Dr. Katia Bissonnette, a female psychologist from Saguenay, Canada, recently withdrew from a provincial boxing championship in Quebec after finding out that the boxer against whom she was scheduled to box was a transgender individual named Mya Walmsley. Dr. Bissonnettee alleged that she had not been notified ahead of time that she was scheduled to box against a transgender individual.
The championship in which Dr. Bissonnettee was scheduled to compete was the 2023 Provincial Golden Glove Championship, which took place from October 27 to 29 in the town of Victoriaville, Quebec. The three-day tournament was hosted by a collaborative partnership between the Quebec Boxing Federation and the KO-96 boxing club. The purpose of the tournament was, beyond the usual reasons for boxing, to give novice boxers the opportunity to qualify for December’s Canadian Championship.
Commenting on the background as to why she withdrew from the fight just an hour before it was scheduled to begin, Dr. Bissonnettee said, “I came down from my hotel room to head towards the room where all the boxers were warming up. My coach suddenly took me aside and told me he received information by text message, which he had then validated, that my opponent was not a woman by birth. We did not have any other additional information.”
Dr. Bissonnettee added, “The rule issued from Boxing Canada to the Quebec Boxing Federation was not to reveal that the opponent was transsexual, so that the latter would not be discriminated against. However, after confirmation, this policy only applies when a sex change has taken place before puberty.”
Continuing, Dr. Bissonnettee also argued that studies, such as one from the University of Utah, have shown that there is a risk in female boxers fighting against transgender boxers who underwent puberty as males and that “Women shouldn’t have to bear the physical and psychological risks” of such a fight.
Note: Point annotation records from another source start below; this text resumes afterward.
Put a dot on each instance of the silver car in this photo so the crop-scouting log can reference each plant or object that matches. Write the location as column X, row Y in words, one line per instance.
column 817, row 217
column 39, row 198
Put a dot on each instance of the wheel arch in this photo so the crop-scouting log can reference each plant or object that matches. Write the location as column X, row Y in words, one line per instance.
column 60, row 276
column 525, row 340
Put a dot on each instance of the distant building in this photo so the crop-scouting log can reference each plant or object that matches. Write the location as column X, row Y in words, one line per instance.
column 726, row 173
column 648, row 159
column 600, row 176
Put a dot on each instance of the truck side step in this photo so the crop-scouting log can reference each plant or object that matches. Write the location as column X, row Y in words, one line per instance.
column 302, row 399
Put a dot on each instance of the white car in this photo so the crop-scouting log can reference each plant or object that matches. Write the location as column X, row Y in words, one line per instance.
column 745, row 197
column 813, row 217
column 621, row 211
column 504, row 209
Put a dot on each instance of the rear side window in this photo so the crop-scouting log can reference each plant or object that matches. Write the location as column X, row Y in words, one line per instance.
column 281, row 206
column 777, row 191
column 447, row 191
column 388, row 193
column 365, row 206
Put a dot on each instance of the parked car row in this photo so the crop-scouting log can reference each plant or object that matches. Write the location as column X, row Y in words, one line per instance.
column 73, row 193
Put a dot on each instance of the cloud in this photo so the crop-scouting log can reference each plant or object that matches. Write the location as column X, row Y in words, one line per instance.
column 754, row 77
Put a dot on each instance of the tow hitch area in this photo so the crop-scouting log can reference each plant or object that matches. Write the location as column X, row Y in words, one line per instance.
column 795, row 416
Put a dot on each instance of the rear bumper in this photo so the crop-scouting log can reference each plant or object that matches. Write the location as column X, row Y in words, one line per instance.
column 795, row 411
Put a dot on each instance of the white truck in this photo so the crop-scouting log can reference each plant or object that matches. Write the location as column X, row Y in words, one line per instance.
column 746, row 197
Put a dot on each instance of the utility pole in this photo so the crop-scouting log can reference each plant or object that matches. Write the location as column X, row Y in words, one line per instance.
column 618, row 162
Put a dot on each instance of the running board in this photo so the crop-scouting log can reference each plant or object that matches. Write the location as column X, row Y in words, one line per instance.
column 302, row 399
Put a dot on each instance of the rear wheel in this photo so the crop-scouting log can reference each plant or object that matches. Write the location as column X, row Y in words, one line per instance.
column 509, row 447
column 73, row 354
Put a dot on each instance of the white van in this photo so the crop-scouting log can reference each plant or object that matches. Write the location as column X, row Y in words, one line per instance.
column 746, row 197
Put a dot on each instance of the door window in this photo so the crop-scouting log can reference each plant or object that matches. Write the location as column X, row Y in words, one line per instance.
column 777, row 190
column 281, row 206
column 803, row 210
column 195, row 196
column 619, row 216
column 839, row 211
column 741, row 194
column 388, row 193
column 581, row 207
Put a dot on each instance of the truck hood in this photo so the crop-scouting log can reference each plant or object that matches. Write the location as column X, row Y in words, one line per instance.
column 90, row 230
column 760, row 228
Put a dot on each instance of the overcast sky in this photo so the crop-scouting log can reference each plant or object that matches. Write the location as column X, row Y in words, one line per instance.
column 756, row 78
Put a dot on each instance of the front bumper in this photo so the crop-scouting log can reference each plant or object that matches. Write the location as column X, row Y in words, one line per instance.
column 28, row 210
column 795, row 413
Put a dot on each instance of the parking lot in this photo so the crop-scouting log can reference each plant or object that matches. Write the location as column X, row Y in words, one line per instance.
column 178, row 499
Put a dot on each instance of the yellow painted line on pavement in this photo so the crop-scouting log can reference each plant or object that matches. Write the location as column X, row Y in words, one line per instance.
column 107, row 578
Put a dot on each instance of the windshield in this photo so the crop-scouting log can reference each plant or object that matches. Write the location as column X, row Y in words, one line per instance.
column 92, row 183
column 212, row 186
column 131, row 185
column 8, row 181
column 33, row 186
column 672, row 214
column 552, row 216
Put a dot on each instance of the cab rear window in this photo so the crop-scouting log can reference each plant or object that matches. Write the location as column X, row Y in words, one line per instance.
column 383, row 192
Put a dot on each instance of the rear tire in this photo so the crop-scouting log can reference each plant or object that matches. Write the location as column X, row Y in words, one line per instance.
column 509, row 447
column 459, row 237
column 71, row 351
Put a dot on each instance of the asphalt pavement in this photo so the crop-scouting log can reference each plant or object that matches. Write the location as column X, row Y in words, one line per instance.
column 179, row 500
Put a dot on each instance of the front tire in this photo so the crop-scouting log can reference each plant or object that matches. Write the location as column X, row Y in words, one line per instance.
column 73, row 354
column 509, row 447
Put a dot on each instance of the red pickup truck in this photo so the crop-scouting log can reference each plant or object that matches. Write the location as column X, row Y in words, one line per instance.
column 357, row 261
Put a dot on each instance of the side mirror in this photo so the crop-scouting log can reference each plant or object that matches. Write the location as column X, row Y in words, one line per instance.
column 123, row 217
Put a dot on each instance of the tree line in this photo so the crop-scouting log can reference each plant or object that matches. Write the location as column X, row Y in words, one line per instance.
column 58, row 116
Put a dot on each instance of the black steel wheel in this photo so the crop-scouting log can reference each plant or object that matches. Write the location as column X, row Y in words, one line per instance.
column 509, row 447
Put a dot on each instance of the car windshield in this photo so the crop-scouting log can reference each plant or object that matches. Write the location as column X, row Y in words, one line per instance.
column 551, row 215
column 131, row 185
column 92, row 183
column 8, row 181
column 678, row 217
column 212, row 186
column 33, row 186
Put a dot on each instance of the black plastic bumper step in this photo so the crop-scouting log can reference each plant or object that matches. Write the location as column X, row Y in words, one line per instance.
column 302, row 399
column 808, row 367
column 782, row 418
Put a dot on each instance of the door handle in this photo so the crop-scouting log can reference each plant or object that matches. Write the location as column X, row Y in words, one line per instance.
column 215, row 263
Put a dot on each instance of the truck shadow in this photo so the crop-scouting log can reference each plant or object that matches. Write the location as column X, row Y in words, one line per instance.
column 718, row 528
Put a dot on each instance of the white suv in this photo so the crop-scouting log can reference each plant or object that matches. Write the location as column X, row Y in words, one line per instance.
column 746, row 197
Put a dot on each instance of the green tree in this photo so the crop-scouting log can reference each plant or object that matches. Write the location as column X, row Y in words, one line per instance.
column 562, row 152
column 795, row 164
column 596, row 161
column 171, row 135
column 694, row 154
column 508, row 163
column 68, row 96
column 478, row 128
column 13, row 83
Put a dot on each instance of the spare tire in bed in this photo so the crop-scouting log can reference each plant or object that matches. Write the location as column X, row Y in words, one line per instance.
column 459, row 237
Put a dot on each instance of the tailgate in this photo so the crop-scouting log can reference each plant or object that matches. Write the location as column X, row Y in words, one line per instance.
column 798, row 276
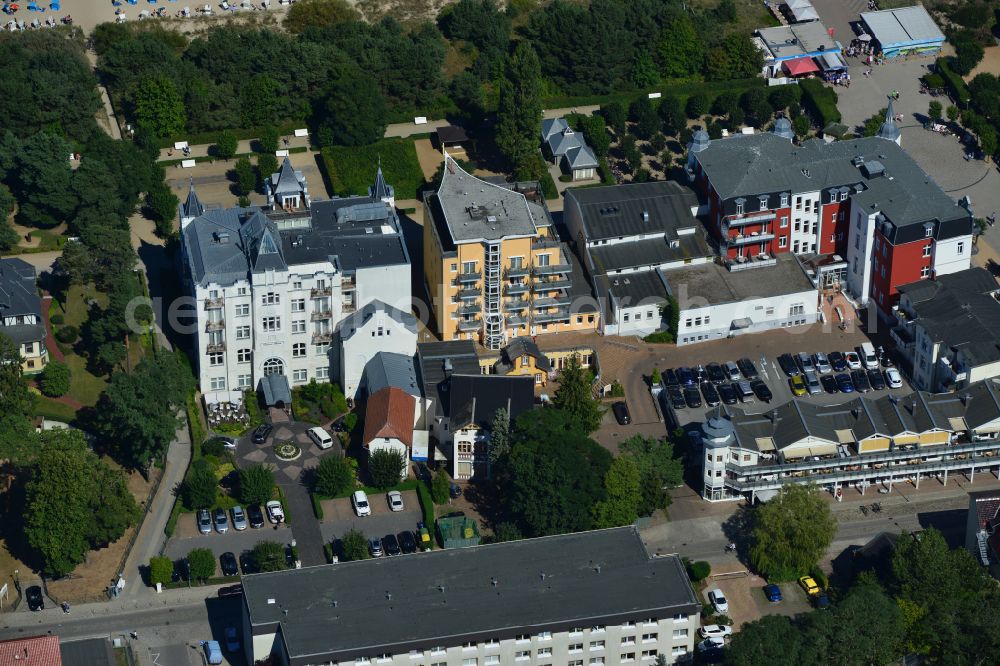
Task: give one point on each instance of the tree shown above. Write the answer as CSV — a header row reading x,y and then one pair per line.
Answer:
x,y
200,486
354,546
256,484
161,570
226,144
621,504
158,106
385,467
73,503
791,532
55,379
440,487
333,476
354,112
519,110
201,564
268,556
574,396
246,179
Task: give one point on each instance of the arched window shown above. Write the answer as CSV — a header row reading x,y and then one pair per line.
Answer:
x,y
274,366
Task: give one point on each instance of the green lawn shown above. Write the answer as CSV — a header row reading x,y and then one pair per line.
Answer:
x,y
352,170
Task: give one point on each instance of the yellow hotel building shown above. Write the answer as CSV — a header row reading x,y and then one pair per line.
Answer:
x,y
494,265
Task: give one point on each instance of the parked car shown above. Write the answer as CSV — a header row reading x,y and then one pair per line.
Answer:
x,y
718,601
715,372
715,630
204,521
788,365
275,513
390,545
692,397
239,518
844,383
227,561
36,600
359,500
732,370
221,521
262,432
256,516
876,380
728,395
620,410
748,369
710,394
761,390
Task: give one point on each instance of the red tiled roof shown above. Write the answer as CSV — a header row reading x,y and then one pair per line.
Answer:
x,y
389,414
35,651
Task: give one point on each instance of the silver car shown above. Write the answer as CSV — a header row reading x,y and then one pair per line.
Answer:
x,y
239,518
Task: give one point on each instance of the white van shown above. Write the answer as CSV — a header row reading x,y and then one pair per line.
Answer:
x,y
321,437
867,353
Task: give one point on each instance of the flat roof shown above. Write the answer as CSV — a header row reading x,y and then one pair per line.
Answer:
x,y
447,597
713,284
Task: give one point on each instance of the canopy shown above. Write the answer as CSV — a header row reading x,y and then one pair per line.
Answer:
x,y
800,66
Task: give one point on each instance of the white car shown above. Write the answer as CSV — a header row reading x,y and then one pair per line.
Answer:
x,y
718,601
274,512
359,500
715,631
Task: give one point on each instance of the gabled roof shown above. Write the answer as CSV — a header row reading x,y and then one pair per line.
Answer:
x,y
389,414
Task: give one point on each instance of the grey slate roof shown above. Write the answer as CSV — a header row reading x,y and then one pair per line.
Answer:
x,y
395,604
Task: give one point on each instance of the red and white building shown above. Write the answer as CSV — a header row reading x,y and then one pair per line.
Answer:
x,y
860,212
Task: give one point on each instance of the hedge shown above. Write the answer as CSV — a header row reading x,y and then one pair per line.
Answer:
x,y
820,101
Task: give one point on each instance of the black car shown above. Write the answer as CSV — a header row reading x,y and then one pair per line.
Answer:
x,y
728,394
676,394
390,545
262,432
711,395
621,413
716,374
860,380
788,365
34,597
229,566
876,380
760,390
837,361
407,542
255,516
748,369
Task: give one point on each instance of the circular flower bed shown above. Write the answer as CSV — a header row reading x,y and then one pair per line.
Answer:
x,y
287,451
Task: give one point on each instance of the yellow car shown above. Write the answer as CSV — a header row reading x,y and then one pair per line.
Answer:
x,y
809,585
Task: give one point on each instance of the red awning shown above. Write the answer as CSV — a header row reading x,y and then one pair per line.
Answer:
x,y
800,66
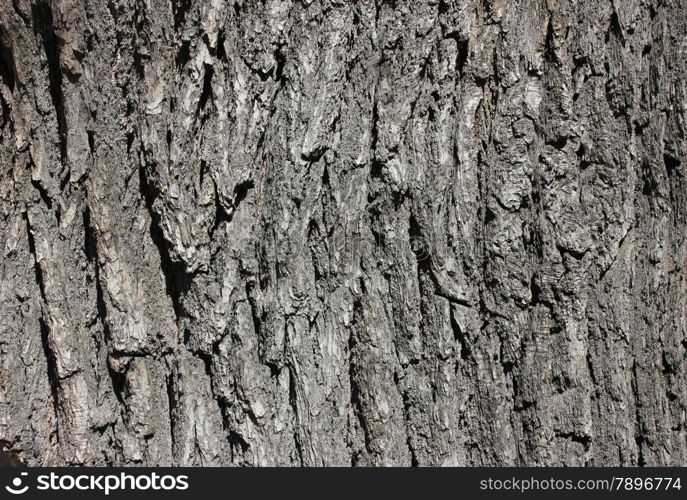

Walmsley attacked Dr. Bissonnettee for her handling of the matter, arguing that it leads to exclusion of transgender athletes and discrimination. “Rather than turning to me, my coach or the Quebec Olympic Boxing Federation for more information, she decided to turn directly to the media to out me. This kind of behavior puts athletes at risk of being excluded or receiving personal attacks based on hearsay … I am afraid that this type of accusation could eventually be used to delegitimize athletes in the women’s category, and justify arbitrary and invasive regulations,” Walmsley said.
This incident is the latest in a long string of incidents in which female athletes refuse to compete against transgender athletes over what they perceive as an unfair athletic differential or a potential safety issue, as was the case here. The issue first rose to the mainstream fore with the debate between Lia Thomas, a transgender swimmer, and Riley Gaines, a female swimmer who argued that competing against Thomas was unfair. Different sports have so far taken varying approaches for dealing with the situation, generally in the hope of not unfairly excluding or discriminating against the individuals involved.